Se acercó hasta la verja y encajó el rostro entre dos barrotes. Observó el reloj de la torre y comprobó que eran las doce. Allí siempre eran las doce, así que no tenía ni la más remota idea de cómo o dónde podría encontrar a Eugenne. Sacó la moneda de su bolsillo y la observó con una curiosidad nueva. Cuando se la había robado al vampiro, este se la había confiado y a ella le había obsesionado tanto la idea de que los brujos no la encontraran que casi ni se atrevió a sacarla de su bolsillo. Ahora podía recrearse en su brillante superficie, en los extraños símbolos que decoraban una y otra cara y en sus minuciosos grabados.

Resopló y se armó de valor trepando la verja. Cayó al otro lado y caminó, frotándose los brazos para repeler las crudas sensaciones que generaba en ella el viento cortante que soplaba allí. Dudó al llegar al camposanto, temerosa de encontrar a los vampiros en sus tumbas, pero por suerte, estaban vacías. Siguió caminando y los sonidos que enviaba el bosque la inquietaban cada vez más. Alzó la mirada, rezando interiormente por no encontrarse con aquel murciélago malhumorado que adquiría forma de vieja satánica para amargarle la existencia. Y aquel debía de ser su día de suerte —así de alto estaba el listón— porque fue capaz de llegar hasta la puerta del castillo sin topar con nadie. Movió la gruesa anilla de metal que colgaba de la recia madera y la golpeó. Después reculó y alzó la mirada hacia lo alto de aquella edificación.

Una mujer joven y de aspecto pálido le abrió la puerta tras pocos segundos. Sus ojos eran azules, pero de un tono nada común. Sonrió, mostrándole a June unos colmillos largos y afilados, y se apartó, invitándola a entrar.

—El príncipe os recibirá enseguida.

—¿Acaso me esperaba?

—No, pero os ha visto llegar en compañía del brujo. Por suerte se ha marchado —añadió—. No son bienvenidos en Estyria.

June tragó saliva al comprobar que la mujer sostenía en su mano una brillante espada demasiado grande para ella.
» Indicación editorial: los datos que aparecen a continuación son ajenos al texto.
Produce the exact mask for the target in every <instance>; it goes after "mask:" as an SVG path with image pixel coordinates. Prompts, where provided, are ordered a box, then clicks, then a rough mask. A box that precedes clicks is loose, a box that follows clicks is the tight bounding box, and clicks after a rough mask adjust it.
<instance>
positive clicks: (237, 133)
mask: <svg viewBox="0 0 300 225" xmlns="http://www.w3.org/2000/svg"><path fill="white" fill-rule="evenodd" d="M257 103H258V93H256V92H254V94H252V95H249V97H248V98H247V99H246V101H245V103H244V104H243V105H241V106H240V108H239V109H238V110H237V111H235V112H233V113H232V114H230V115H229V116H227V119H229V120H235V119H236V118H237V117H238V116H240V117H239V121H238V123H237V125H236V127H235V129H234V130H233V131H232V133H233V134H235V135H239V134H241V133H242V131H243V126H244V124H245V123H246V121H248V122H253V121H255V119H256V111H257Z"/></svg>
Pensó en Elain y en su cabeza rodando hasta acabar colándose en una tumba vampira ocupada por alguien.

—Joder... Tengo que hacer una limpieza de mente.

—June...

Eugenne apareció desde las sombras con su habitual sigilo, pero June estaba empezando a acostumbrarse a las extrañezas de aquel mundo y sus habitantes.

—No te esperaba —añadió el vampiro.

—Lo siento, pero las cosas se han precipitado. Los brujos me están buscando, saben que tengo la moneda; la quieren y saben, también, que estuve en Las Catacumbas, algo que aparentemente no les ha hecho demasiada gracia.

—Te dije que tuvieras cuidado con el arkanai.

—Ya, pero no imaginaba que tuviera que protegerme del manoseo de alguien mientras duermo.

—¿Manoseo? ¿De quién?

—Zoe, una zorra de siete u ocho años.

Eugenne desvió momentáneamente su atención a la mujer que había abierto la puerta a June y que continuaba allí plantada sin decir nada.

—Puedes retirarte, Sylvie.

—Por supuesto, alteza.

June extendió la mano con la moneda sobre su palma, pero el vampiro se limitó a mirarla.